Shouts and friendly waves between all the boats and crews were ensued by snarky comments our own captain made—just loud enough for his crew’s ears. Spirits were high, laughter abounded, the water was smooth—it was a fine day to be an oysterman.
As we approached the floating two-liter soda bottles that mark the locations of oyster reefs, the boat came to a halt. The captain and his mate grabbed their rakes, and took position along the upper edges of the boat. What happens if a swell were to throw them off balance, I thought to myself, but soon realized they were not new to this balancing act. The men drove huge 13-foot oyster rakes into the water as they walked the edges of their vessel like a tightrope. Within a few moments the first few oysters were pulled to the surface, and set on a table. Here, the deck hands knocked off the excess and empty shells, ensuring that only the highest quality oysters would reach their bushels.
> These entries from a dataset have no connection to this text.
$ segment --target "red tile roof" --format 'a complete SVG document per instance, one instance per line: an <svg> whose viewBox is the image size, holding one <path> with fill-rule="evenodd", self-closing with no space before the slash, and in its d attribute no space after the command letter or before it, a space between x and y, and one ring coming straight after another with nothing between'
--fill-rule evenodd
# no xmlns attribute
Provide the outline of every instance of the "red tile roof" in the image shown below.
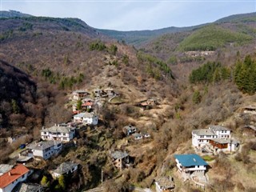
<svg viewBox="0 0 256 192"><path fill-rule="evenodd" d="M19 178L29 171L30 170L22 164L17 165L10 171L0 176L0 188L4 188L9 186L12 182Z"/></svg>
<svg viewBox="0 0 256 192"><path fill-rule="evenodd" d="M92 106L92 105L93 105L93 103L90 102L86 102L85 103L82 104L82 106Z"/></svg>

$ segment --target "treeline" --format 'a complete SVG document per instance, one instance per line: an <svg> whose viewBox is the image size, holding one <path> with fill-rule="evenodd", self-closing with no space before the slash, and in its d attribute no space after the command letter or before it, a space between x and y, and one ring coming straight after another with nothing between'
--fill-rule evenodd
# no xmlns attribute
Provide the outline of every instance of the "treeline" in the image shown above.
<svg viewBox="0 0 256 192"><path fill-rule="evenodd" d="M231 70L220 62L208 62L190 74L191 83L211 83L231 78Z"/></svg>
<svg viewBox="0 0 256 192"><path fill-rule="evenodd" d="M137 58L140 62L144 62L146 66L146 73L155 79L161 79L163 75L169 78L174 78L169 66L163 61L150 54L142 52L137 54Z"/></svg>
<svg viewBox="0 0 256 192"><path fill-rule="evenodd" d="M55 74L50 70L50 68L42 70L41 74L46 78L46 80L48 80L50 83L58 83L58 87L62 90L72 88L74 85L82 82L85 78L84 75L81 73L77 77L62 76L59 74L59 73L57 73Z"/></svg>
<svg viewBox="0 0 256 192"><path fill-rule="evenodd" d="M112 44L109 47L107 47L105 45L105 43L102 41L96 41L90 43L89 49L90 50L98 50L98 51L106 50L110 54L114 54L114 55L115 55L116 53L118 52L117 46Z"/></svg>
<svg viewBox="0 0 256 192"><path fill-rule="evenodd" d="M256 92L256 60L250 55L243 61L238 60L234 70L222 66L220 62L208 62L192 70L189 80L190 83L215 83L226 79L233 79L238 88L243 93L253 94Z"/></svg>
<svg viewBox="0 0 256 192"><path fill-rule="evenodd" d="M178 46L178 50L215 50L226 44L241 45L252 40L243 33L234 32L216 25L210 25L195 30Z"/></svg>
<svg viewBox="0 0 256 192"><path fill-rule="evenodd" d="M243 93L253 94L256 91L256 61L250 55L243 62L238 61L234 69L234 82Z"/></svg>

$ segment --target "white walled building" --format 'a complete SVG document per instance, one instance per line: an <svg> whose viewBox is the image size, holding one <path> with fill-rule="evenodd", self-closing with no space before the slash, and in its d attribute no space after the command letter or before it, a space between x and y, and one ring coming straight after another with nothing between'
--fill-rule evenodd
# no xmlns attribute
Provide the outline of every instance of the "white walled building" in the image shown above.
<svg viewBox="0 0 256 192"><path fill-rule="evenodd" d="M213 139L230 140L230 130L221 126L210 126L209 129L192 130L192 145L195 147L202 147Z"/></svg>
<svg viewBox="0 0 256 192"><path fill-rule="evenodd" d="M192 130L192 145L196 147L202 147L209 143L210 139L217 138L214 132L209 129Z"/></svg>
<svg viewBox="0 0 256 192"><path fill-rule="evenodd" d="M174 179L170 177L158 177L154 178L155 190L157 192L174 191L175 187Z"/></svg>
<svg viewBox="0 0 256 192"><path fill-rule="evenodd" d="M22 164L17 165L0 176L0 192L10 192L20 182L26 180L30 170Z"/></svg>
<svg viewBox="0 0 256 192"><path fill-rule="evenodd" d="M72 95L73 99L78 101L79 99L86 98L88 95L90 95L90 93L85 90L77 90L73 91Z"/></svg>
<svg viewBox="0 0 256 192"><path fill-rule="evenodd" d="M74 115L74 122L82 122L85 125L96 126L98 124L98 115L94 113L85 112Z"/></svg>
<svg viewBox="0 0 256 192"><path fill-rule="evenodd" d="M28 146L27 148L30 150L28 153L33 154L33 156L48 159L62 150L62 144L59 141L45 141L33 143Z"/></svg>
<svg viewBox="0 0 256 192"><path fill-rule="evenodd" d="M213 130L218 138L230 138L230 130L221 126L210 126L209 129Z"/></svg>
<svg viewBox="0 0 256 192"><path fill-rule="evenodd" d="M41 130L41 138L43 140L57 140L70 142L75 136L75 127L67 125L55 125Z"/></svg>
<svg viewBox="0 0 256 192"><path fill-rule="evenodd" d="M54 178L59 178L62 174L67 174L69 173L74 173L78 170L78 164L71 162L62 162L54 170L50 171Z"/></svg>
<svg viewBox="0 0 256 192"><path fill-rule="evenodd" d="M190 179L191 174L204 176L207 170L208 163L198 154L174 154L174 158L178 170L185 180Z"/></svg>

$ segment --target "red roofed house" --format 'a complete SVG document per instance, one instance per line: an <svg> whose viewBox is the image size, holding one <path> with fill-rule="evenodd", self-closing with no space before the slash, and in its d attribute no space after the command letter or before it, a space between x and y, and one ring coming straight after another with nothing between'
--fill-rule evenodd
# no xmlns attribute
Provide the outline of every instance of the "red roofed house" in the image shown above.
<svg viewBox="0 0 256 192"><path fill-rule="evenodd" d="M29 173L30 170L22 164L17 165L0 176L0 192L11 191L18 182L26 180Z"/></svg>

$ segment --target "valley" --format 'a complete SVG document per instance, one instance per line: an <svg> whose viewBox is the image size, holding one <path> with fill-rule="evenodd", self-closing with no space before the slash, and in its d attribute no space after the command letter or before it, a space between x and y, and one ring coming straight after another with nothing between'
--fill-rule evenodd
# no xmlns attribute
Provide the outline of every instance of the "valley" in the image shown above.
<svg viewBox="0 0 256 192"><path fill-rule="evenodd" d="M255 13L127 32L14 14L0 189L20 170L15 191L255 191Z"/></svg>

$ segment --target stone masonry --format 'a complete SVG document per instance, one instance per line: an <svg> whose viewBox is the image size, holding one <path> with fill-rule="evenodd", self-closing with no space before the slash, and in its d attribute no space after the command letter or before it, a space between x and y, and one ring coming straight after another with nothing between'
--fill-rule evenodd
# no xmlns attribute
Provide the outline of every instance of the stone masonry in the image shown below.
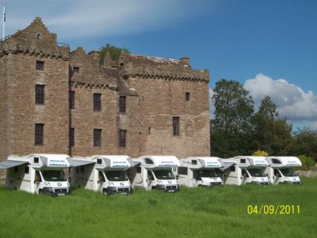
<svg viewBox="0 0 317 238"><path fill-rule="evenodd" d="M192 69L188 57L122 52L117 62L107 55L100 66L99 56L58 44L40 18L0 42L0 161L30 153L209 155L208 70ZM37 61L44 62L43 70L37 70ZM43 105L35 103L37 84L45 86ZM74 94L71 110L69 91ZM93 94L101 94L98 111ZM126 98L125 113L119 110L120 96ZM179 117L177 136L173 116ZM35 123L44 124L41 146L35 145ZM69 146L69 128L74 147ZM98 147L93 129L101 130ZM120 130L126 131L124 147Z"/></svg>

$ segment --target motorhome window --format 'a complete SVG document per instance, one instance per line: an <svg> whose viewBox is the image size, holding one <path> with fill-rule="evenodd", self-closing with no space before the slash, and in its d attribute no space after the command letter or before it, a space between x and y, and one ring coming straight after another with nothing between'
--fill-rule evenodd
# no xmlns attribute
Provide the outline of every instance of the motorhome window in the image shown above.
<svg viewBox="0 0 317 238"><path fill-rule="evenodd" d="M249 175L248 174L248 172L246 171L246 169L242 169L241 170L241 174L243 177L246 177L246 178L248 178Z"/></svg>
<svg viewBox="0 0 317 238"><path fill-rule="evenodd" d="M137 166L137 174L141 174L141 167L140 166Z"/></svg>
<svg viewBox="0 0 317 238"><path fill-rule="evenodd" d="M67 181L67 177L62 170L42 170L42 175L44 180L48 182Z"/></svg>
<svg viewBox="0 0 317 238"><path fill-rule="evenodd" d="M154 176L151 171L147 171L147 179L149 180L154 180Z"/></svg>
<svg viewBox="0 0 317 238"><path fill-rule="evenodd" d="M98 179L100 180L102 182L105 182L105 176L103 176L103 173L102 171L99 171L98 173Z"/></svg>
<svg viewBox="0 0 317 238"><path fill-rule="evenodd" d="M174 174L171 170L154 170L153 172L157 179L175 179Z"/></svg>
<svg viewBox="0 0 317 238"><path fill-rule="evenodd" d="M177 174L182 174L182 175L188 175L188 168L187 167L178 167L178 171Z"/></svg>
<svg viewBox="0 0 317 238"><path fill-rule="evenodd" d="M38 181L37 178L38 179ZM42 182L42 178L38 171L35 171L35 181Z"/></svg>
<svg viewBox="0 0 317 238"><path fill-rule="evenodd" d="M200 177L202 178L215 178L219 177L214 169L200 170Z"/></svg>
<svg viewBox="0 0 317 238"><path fill-rule="evenodd" d="M282 174L286 177L296 177L297 174L293 169L281 169Z"/></svg>
<svg viewBox="0 0 317 238"><path fill-rule="evenodd" d="M127 174L124 170L113 170L108 171L105 173L105 176L110 181L128 181Z"/></svg>
<svg viewBox="0 0 317 238"><path fill-rule="evenodd" d="M253 177L265 177L263 169L248 169L248 171Z"/></svg>
<svg viewBox="0 0 317 238"><path fill-rule="evenodd" d="M276 177L280 177L281 174L279 174L279 171L278 169L275 169L274 170L274 176Z"/></svg>
<svg viewBox="0 0 317 238"><path fill-rule="evenodd" d="M149 164L153 164L153 160L149 158L145 158L145 163Z"/></svg>
<svg viewBox="0 0 317 238"><path fill-rule="evenodd" d="M281 162L277 159L272 159L272 163L273 164L281 164Z"/></svg>
<svg viewBox="0 0 317 238"><path fill-rule="evenodd" d="M194 170L192 172L192 178L196 180L202 180L202 178L200 178L200 171L199 170Z"/></svg>

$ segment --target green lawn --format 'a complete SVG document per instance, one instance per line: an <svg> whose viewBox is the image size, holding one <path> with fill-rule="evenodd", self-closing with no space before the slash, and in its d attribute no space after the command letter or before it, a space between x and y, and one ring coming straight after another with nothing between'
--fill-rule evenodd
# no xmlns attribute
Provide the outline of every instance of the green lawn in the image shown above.
<svg viewBox="0 0 317 238"><path fill-rule="evenodd" d="M316 237L316 184L57 198L0 188L0 237ZM299 205L300 214L248 215L248 205Z"/></svg>

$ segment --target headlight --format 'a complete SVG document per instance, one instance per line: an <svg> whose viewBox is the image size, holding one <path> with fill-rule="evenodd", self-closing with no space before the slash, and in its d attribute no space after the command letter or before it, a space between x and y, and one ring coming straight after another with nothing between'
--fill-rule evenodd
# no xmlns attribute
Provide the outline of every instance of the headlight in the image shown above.
<svg viewBox="0 0 317 238"><path fill-rule="evenodd" d="M49 182L47 182L47 181L44 181L44 185L45 186L51 186L51 183L49 183Z"/></svg>

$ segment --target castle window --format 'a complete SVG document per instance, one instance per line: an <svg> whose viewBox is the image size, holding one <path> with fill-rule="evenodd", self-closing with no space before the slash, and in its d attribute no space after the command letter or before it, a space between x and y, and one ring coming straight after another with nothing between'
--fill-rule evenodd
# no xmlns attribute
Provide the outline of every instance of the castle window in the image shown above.
<svg viewBox="0 0 317 238"><path fill-rule="evenodd" d="M190 92L185 93L185 101L190 101Z"/></svg>
<svg viewBox="0 0 317 238"><path fill-rule="evenodd" d="M173 117L173 135L180 135L180 118Z"/></svg>
<svg viewBox="0 0 317 238"><path fill-rule="evenodd" d="M120 96L119 98L119 111L120 113L125 113L126 111L126 96Z"/></svg>
<svg viewBox="0 0 317 238"><path fill-rule="evenodd" d="M93 146L101 147L101 129L93 129Z"/></svg>
<svg viewBox="0 0 317 238"><path fill-rule="evenodd" d="M74 74L79 74L79 67L73 67L73 73Z"/></svg>
<svg viewBox="0 0 317 238"><path fill-rule="evenodd" d="M93 94L93 110L101 110L101 94Z"/></svg>
<svg viewBox="0 0 317 238"><path fill-rule="evenodd" d="M75 109L75 92L74 91L69 91L69 109Z"/></svg>
<svg viewBox="0 0 317 238"><path fill-rule="evenodd" d="M127 130L120 130L119 131L119 147L125 148L127 146Z"/></svg>
<svg viewBox="0 0 317 238"><path fill-rule="evenodd" d="M36 61L36 70L44 71L44 62L39 60Z"/></svg>
<svg viewBox="0 0 317 238"><path fill-rule="evenodd" d="M35 104L44 104L45 97L44 88L44 85L35 85Z"/></svg>
<svg viewBox="0 0 317 238"><path fill-rule="evenodd" d="M35 145L43 145L44 144L44 124L35 124Z"/></svg>
<svg viewBox="0 0 317 238"><path fill-rule="evenodd" d="M75 128L69 128L69 147L75 146Z"/></svg>
<svg viewBox="0 0 317 238"><path fill-rule="evenodd" d="M40 33L36 35L36 40L41 40L41 39L42 39L42 35Z"/></svg>

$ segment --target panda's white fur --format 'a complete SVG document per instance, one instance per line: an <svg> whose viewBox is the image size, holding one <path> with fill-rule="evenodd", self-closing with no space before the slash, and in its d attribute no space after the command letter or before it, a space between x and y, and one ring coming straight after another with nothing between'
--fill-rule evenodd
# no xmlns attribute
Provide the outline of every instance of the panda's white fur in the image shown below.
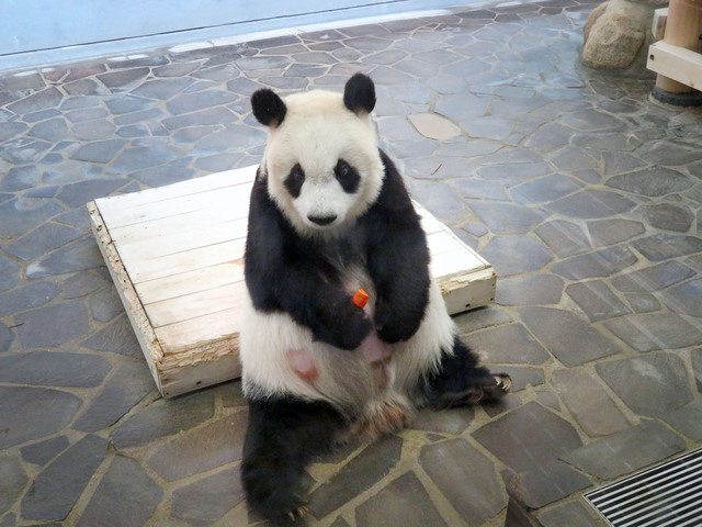
<svg viewBox="0 0 702 527"><path fill-rule="evenodd" d="M351 276L348 282L349 294L364 289L370 293L366 309L372 309L372 284L355 278ZM360 415L373 413L384 401L407 397L418 378L437 368L442 350L450 352L456 334L435 280L431 281L429 304L419 329L409 340L389 345L390 358L382 363L369 362L363 352L316 341L312 332L288 314L262 313L253 309L250 299L244 313L239 349L248 397L294 394L327 401L340 410L352 408ZM287 355L291 350L306 350L316 362L318 377L314 383L295 371ZM382 385L376 379L377 368L384 368L393 382Z"/></svg>
<svg viewBox="0 0 702 527"><path fill-rule="evenodd" d="M383 162L371 117L349 112L340 93L324 90L288 96L285 105L285 120L270 130L263 154L269 192L301 234L333 233L365 212L381 190ZM335 178L340 158L361 176L354 194ZM304 168L306 180L299 198L292 199L283 181L295 164ZM337 220L326 226L308 218L329 214Z"/></svg>
<svg viewBox="0 0 702 527"><path fill-rule="evenodd" d="M263 154L264 175L271 198L303 236L333 236L351 228L358 216L375 201L384 179L377 137L367 113L354 114L340 93L322 90L295 93L284 100L287 108L280 126L272 127ZM360 176L356 192L347 193L335 178L338 159L352 165ZM285 189L284 180L294 165L305 171L298 198ZM319 226L308 220L314 214L335 214L337 220ZM343 267L343 262L338 262ZM371 294L366 310L372 313L375 291L362 269L344 269L347 292L358 289ZM312 330L287 313L263 313L247 299L240 334L244 390L247 396L294 394L324 400L338 408L352 407L363 414L384 400L406 397L418 377L432 371L442 350L451 350L456 333L434 280L431 281L426 316L407 341L389 345L387 363L369 363L362 352L349 352L315 341ZM288 358L291 350L306 350L317 369L314 383L303 380ZM385 368L394 379L378 386L373 371Z"/></svg>
<svg viewBox="0 0 702 527"><path fill-rule="evenodd" d="M419 217L376 146L374 104L360 74L343 96L252 96L269 139L245 261L241 479L249 505L278 522L303 511L304 467L335 441L509 386L456 336ZM369 294L362 311L351 300L359 289Z"/></svg>

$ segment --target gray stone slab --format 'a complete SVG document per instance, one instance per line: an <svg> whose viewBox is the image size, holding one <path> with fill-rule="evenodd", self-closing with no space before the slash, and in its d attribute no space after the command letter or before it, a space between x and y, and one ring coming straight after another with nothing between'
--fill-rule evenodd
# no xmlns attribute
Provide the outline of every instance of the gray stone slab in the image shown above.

With each dip, dig, crunch, and rise, the rakes brought in another batch of fresh oysters. I could only imagine the weight of each catch, observe the skill of each action, and document as many moments as possible with my camera. The team seemed delighted to have me along, to have their working lives revealed. Minutes became hours as we dredged from reef to reef. I thought it a tough job, but a rewarding one. It certainly entailed hard physical labor, but the payoff seemed to justify the energy spent.
Around noon morale began to dwindle as the crew grew tired. After some deliberation they settled on raking in just a few more before returning to shore. The final count for this day was 26 bushels of oysters, a bit below the 36 they usually aimed for at the beginning of the season.
As the vessel turned for home, the day ended as it began: with small talk and high spirits. Although my day with the oystermen would end back in the harbor, theirs would only be approaching its final stretch, as they still had to offload.
As I climbed up to the docks and began thinking about the photos I took that day, the oystermen joined a line of skiffs waiting to deposit their harvest. Their work had allowed me to glean a harvest of my own—a greater understanding of the journey of an oyster, from sea to plate, and increased appreciation for those who work Virginia’s waterfronts.